In becoming the first California-bred to win the Derby since Decidedly in 1962, racing now has a golden boy that — much like 2013 Derby winner Orb — is already stirring up visions of his name being etched as the first Triple Crown winner since Affirmed in 1978.
"About three weeks prior to the colt's birth, I had a dream and I told my wife," said Coburn, who bred California Chrome along with fellow owner Perry Martin. "I said, 'I believe it's going to be a big chestnut colt with a white face.'
"(The Derby was) our dream child doing exactly what we thought he could do as a baby. I said this horse would win the Derby.

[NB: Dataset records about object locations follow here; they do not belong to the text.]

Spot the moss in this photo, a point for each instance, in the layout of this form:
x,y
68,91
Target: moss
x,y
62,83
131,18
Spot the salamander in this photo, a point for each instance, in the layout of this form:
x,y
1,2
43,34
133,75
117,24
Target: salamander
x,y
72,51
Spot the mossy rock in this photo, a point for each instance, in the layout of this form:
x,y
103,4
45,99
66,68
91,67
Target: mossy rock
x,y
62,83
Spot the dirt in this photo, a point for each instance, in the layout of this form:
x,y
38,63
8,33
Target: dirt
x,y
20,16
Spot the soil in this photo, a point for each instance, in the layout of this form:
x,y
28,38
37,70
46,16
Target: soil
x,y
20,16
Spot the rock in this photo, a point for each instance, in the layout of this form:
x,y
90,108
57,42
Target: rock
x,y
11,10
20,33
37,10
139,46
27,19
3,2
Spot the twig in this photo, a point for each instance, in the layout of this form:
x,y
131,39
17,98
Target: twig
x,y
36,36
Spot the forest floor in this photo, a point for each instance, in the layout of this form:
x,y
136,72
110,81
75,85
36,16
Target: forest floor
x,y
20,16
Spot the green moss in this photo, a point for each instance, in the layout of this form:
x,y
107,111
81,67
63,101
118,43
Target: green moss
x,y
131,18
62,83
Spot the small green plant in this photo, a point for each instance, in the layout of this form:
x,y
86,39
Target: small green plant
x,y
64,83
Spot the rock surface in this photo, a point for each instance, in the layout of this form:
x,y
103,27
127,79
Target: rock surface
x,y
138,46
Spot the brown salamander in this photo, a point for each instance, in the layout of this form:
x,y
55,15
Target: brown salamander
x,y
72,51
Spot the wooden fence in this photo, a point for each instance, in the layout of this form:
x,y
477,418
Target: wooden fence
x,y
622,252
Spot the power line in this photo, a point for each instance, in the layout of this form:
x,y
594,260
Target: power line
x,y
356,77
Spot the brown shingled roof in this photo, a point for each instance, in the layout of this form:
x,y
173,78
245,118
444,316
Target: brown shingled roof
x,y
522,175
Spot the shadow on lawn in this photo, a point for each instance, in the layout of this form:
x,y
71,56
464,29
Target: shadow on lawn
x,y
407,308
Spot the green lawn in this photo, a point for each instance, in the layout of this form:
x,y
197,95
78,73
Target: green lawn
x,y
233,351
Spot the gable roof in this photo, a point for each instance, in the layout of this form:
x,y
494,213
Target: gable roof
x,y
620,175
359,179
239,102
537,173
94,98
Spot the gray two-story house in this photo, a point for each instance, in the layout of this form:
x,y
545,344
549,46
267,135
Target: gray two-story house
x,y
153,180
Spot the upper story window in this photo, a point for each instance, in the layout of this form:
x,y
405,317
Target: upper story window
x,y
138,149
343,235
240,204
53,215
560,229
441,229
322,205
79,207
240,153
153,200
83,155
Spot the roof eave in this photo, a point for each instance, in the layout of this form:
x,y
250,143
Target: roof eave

I told people this colt will go down in history."
And a storybook hero California Chrome would be. The affable Sherman, who was the exercise rider for 1955 Kentucky Derby winner Swaps, becomes the oldest trainer to win the classic at age 77.
Though California Chrome's pedigree hinted the Derby distance would be a challenge for him, the son of Lucky Pulpit has now won five consecutive starts dating to last December by a combined 26 lengths.
"I was very confident, I've been around a long time," Sherman said. "You have to let the horse tell you what he needs to do."
In a season that was without a definitive divisional leader for much of the winter into spring, California Chrome steadily blossomed into a talent that none of his classmates have been able to seriously challenge the past six months.
Since finishing off the board in three of his first six starts, maturity has kicked in and taken the colt with tactical ability to a different level. When he won the Grade I Santa Anita Derby by 51/4 lengths on April 5 under a hand ride from jockey Victor Espinoza, the nitpicking began in the quest for his rivals to come up with some way to deny him come May.
"I didn't think that California Chrome had any chance going into this race and I was very, very wrong," said trainer Dale Romans, who saddled Medal Count to an eighth-place finish in the Kentucky Derby. "I was wrong. I was a very big skeptic. I didn't think he fit the profile to win the Derby.
"I'm very impressed the way he came into it, the way he looked, the way he was prepared and the way he ran."
Though California Chrome did not have a workout over the Churchill track prior to the race, Delgado said the colt foretold the future when it took two people on either end of the shank to handle him going into the paddock.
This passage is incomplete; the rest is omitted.